Syrie - Réunion du « Small Group » sur la Syrie - Déclaration à la presse de M. Jean-Yves Le Drian (26.04.18)

Q - Monsieur le Ministre, quel est le but de la réunion du « Small Group » ce soir ?

R - Le président de la République avait annoncé après les frappes contre les emprises chimiques en Syrie qu’il allait reprendre l’initiative, à la fois politique, humanitaire, chimique, pour essayer de trouver des chemins permettant de rétablir une Syrie plus pacifiée.
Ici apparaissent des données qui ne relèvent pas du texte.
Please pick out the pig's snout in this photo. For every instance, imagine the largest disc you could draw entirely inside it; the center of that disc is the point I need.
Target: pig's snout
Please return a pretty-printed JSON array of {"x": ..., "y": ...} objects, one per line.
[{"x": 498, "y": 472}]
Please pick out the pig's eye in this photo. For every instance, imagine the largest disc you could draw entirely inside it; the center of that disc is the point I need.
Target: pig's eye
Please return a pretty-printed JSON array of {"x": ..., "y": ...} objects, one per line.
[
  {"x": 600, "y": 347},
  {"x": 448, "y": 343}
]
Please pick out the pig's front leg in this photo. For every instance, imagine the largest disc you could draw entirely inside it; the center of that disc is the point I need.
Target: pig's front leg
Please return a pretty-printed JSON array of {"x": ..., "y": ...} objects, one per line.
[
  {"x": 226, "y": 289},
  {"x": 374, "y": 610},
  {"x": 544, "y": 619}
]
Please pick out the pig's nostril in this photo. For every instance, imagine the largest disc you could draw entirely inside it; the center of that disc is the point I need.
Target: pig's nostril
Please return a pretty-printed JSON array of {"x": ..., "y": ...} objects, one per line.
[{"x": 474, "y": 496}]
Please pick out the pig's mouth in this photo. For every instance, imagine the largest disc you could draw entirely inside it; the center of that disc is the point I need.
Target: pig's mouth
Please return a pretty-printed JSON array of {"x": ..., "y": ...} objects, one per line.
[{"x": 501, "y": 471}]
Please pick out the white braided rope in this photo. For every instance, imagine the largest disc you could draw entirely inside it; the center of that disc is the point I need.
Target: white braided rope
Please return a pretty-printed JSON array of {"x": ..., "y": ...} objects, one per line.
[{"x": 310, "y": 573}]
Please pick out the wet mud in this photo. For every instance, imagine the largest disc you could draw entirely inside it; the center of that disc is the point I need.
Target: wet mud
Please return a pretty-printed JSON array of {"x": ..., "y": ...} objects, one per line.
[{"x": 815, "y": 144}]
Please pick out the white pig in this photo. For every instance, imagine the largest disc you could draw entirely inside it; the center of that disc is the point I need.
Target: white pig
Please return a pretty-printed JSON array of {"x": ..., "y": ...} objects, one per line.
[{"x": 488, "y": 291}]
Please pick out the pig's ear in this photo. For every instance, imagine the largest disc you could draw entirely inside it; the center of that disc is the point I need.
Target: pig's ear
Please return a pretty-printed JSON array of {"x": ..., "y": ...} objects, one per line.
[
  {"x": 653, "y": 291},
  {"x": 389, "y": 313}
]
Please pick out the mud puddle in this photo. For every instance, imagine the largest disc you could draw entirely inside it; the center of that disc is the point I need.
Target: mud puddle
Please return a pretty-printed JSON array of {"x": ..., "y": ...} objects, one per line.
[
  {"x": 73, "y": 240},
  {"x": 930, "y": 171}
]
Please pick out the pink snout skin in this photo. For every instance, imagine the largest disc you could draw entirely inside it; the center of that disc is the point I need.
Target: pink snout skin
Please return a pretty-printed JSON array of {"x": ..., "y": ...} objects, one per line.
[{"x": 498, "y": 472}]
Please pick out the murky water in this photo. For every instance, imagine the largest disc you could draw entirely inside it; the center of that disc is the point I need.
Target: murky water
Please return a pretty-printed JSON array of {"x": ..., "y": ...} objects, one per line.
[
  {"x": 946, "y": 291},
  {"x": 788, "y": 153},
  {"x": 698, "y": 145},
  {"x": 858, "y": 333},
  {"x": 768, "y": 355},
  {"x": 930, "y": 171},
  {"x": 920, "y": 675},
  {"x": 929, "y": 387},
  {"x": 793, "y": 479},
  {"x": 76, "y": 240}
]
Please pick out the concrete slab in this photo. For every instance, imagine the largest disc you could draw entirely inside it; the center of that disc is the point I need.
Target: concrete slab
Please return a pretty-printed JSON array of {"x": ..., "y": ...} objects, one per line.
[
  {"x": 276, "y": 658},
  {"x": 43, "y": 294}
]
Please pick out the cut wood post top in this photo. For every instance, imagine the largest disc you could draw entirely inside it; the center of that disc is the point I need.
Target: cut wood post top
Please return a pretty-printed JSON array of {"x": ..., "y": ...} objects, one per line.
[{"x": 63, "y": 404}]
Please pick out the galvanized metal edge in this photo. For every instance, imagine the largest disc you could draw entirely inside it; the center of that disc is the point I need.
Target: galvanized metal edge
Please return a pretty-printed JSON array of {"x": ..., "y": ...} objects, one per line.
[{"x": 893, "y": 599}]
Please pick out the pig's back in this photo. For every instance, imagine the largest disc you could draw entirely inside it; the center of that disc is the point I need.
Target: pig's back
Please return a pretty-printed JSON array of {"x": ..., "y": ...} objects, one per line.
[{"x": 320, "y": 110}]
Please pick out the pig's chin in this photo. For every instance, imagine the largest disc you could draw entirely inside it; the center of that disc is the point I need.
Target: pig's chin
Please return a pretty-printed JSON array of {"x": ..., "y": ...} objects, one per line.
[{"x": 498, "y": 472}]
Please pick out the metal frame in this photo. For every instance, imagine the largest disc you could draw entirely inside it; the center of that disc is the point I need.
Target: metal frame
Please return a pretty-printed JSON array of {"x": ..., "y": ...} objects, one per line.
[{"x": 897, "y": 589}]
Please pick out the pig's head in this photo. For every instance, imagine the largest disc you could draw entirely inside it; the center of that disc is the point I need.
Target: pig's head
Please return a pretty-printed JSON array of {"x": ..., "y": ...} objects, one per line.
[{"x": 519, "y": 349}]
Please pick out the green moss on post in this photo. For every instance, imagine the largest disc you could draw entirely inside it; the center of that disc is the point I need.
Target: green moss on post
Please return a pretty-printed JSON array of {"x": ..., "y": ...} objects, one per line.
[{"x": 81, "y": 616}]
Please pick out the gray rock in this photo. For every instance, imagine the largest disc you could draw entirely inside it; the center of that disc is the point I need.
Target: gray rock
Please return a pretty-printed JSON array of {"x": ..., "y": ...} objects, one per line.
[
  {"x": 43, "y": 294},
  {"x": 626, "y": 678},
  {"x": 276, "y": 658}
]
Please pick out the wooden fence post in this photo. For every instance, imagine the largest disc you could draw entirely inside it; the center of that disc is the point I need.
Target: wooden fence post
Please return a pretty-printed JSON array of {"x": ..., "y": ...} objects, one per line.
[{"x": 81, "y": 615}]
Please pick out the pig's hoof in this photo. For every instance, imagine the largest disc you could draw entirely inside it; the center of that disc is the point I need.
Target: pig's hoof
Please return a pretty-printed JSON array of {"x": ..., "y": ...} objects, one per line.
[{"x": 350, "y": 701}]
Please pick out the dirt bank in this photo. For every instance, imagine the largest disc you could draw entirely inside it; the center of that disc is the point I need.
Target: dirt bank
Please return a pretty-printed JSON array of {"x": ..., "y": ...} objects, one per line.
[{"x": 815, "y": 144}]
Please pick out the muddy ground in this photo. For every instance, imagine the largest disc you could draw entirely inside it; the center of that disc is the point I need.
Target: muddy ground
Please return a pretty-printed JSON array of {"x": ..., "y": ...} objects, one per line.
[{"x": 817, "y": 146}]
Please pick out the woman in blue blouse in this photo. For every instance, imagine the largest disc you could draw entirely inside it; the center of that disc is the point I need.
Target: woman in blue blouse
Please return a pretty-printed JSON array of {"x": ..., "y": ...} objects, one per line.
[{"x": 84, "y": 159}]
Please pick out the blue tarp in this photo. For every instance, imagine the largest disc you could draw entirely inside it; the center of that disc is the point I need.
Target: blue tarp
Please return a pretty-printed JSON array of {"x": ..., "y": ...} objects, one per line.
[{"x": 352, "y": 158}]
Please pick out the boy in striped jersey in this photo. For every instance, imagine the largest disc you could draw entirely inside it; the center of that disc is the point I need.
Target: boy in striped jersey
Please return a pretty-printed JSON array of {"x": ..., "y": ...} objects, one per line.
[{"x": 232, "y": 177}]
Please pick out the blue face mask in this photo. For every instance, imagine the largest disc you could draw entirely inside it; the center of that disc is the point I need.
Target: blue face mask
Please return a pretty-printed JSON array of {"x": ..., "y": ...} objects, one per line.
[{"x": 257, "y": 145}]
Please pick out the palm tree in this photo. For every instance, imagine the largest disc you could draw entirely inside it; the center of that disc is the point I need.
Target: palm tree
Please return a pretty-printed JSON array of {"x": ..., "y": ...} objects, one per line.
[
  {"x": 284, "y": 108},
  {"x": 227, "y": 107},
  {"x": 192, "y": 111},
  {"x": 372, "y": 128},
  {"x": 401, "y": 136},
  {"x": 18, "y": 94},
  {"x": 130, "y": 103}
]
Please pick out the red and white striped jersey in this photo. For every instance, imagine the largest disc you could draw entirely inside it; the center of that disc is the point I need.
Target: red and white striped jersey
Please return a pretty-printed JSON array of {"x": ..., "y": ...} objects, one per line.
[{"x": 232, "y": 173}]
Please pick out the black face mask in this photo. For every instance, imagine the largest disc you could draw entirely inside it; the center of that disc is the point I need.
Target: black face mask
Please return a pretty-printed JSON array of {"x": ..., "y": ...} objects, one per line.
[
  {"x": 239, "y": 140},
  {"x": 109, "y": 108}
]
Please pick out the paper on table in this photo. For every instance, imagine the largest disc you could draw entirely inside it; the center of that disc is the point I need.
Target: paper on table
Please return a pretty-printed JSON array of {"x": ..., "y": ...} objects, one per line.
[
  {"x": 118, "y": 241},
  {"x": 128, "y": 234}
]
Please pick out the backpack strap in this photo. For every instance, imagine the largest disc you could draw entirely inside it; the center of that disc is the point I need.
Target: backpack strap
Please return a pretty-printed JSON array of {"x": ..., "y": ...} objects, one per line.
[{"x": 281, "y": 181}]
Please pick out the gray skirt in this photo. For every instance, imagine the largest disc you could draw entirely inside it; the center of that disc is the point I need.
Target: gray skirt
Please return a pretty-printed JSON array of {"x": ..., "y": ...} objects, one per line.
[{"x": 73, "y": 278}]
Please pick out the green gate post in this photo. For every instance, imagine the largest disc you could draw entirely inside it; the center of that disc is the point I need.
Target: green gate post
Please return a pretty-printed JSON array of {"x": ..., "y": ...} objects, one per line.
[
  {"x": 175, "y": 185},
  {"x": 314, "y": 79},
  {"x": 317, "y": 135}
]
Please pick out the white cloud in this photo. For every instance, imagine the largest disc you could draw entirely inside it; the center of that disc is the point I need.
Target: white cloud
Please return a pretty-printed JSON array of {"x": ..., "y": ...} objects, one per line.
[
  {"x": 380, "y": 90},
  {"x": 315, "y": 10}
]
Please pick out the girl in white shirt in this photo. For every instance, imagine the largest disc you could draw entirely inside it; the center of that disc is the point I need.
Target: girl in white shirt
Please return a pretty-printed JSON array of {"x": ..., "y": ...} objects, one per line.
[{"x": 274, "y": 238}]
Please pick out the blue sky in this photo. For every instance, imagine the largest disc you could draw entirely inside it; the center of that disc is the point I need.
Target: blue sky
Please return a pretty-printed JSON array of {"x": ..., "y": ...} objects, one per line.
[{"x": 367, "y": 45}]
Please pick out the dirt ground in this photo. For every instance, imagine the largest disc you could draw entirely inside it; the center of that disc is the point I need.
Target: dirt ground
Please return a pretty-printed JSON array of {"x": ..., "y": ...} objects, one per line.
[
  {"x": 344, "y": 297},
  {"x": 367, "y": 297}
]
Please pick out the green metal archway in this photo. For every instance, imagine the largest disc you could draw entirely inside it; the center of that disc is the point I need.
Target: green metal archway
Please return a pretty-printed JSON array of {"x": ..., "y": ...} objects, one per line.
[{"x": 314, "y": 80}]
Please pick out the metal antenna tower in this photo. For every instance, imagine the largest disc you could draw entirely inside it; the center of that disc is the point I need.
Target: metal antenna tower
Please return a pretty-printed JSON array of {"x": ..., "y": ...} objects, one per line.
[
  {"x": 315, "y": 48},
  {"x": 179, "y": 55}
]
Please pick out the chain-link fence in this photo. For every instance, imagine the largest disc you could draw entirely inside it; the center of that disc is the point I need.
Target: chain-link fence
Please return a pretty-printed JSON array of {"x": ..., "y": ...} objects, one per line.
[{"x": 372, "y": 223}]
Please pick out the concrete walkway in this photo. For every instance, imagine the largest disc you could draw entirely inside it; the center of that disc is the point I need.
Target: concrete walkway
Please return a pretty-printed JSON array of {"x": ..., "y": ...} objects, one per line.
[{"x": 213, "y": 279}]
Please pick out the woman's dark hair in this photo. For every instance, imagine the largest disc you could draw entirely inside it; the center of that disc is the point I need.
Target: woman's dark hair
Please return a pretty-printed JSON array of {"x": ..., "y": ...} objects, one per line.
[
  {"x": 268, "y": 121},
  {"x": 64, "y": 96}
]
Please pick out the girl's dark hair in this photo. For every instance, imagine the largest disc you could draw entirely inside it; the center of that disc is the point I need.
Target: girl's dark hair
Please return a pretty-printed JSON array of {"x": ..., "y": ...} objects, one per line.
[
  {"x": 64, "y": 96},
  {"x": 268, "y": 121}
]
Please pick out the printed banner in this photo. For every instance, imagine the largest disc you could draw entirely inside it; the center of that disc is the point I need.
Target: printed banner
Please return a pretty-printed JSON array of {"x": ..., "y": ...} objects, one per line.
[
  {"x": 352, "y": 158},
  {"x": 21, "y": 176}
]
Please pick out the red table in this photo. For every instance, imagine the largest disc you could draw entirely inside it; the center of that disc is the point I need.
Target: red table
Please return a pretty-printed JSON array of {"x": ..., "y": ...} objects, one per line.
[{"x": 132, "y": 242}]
Il y a déjà eu une initiative qui a été prise aux Nations unies, lorsque nous avons déposé une résolution permettant d’avancer vers le règlement de la crise.

Nous avons pris des initiatives humanitaires, puisque nous avons décidé d’affecter 50 millions d’euros pour aider à la fois les déplacés, les réfugiés mais aussi aider à la situation dramatique qui prévaut dans certaines parties de la Syrie.
Nous avons pris des initiatives dans le domaine chimique, puisqu’au sein de l’Organisation pour l’interdiction des armes chimiques, nous avons proposé des règlements permettant d’éviter tout retour à l’utilisation de l’arme chimique.
Puis maintenant une initiative politique qui est la réunion, ici, des pays « affinitaires » - l’Allemagne, la Jordanie, l’Arabie saoudite, la Grande-Bretagne, les Etats-Unis et la France. Nous allons, au cours d’une réunion un peu informelle, essayer de travailler sur des solutions concrètes permettant d’avancer sur le chemin de la paix en Syrie, de prendre des initiatives, et d’avoir des propositions à faire aux autres pays de la région, avec lesquels il faut travailler pour sortir de l’ornière.

Q - Comment avancer sachant que les frappes, selon les Russes, ont compliqué la recherche d’une solution politique ? Les Russes eux-mêmes semblent dire qu’ils ont assez peu de marche de manœuvre face à Bachar el-Assad. Comment, de votre point de vue, ce processus peut-il être remis sur les rails ?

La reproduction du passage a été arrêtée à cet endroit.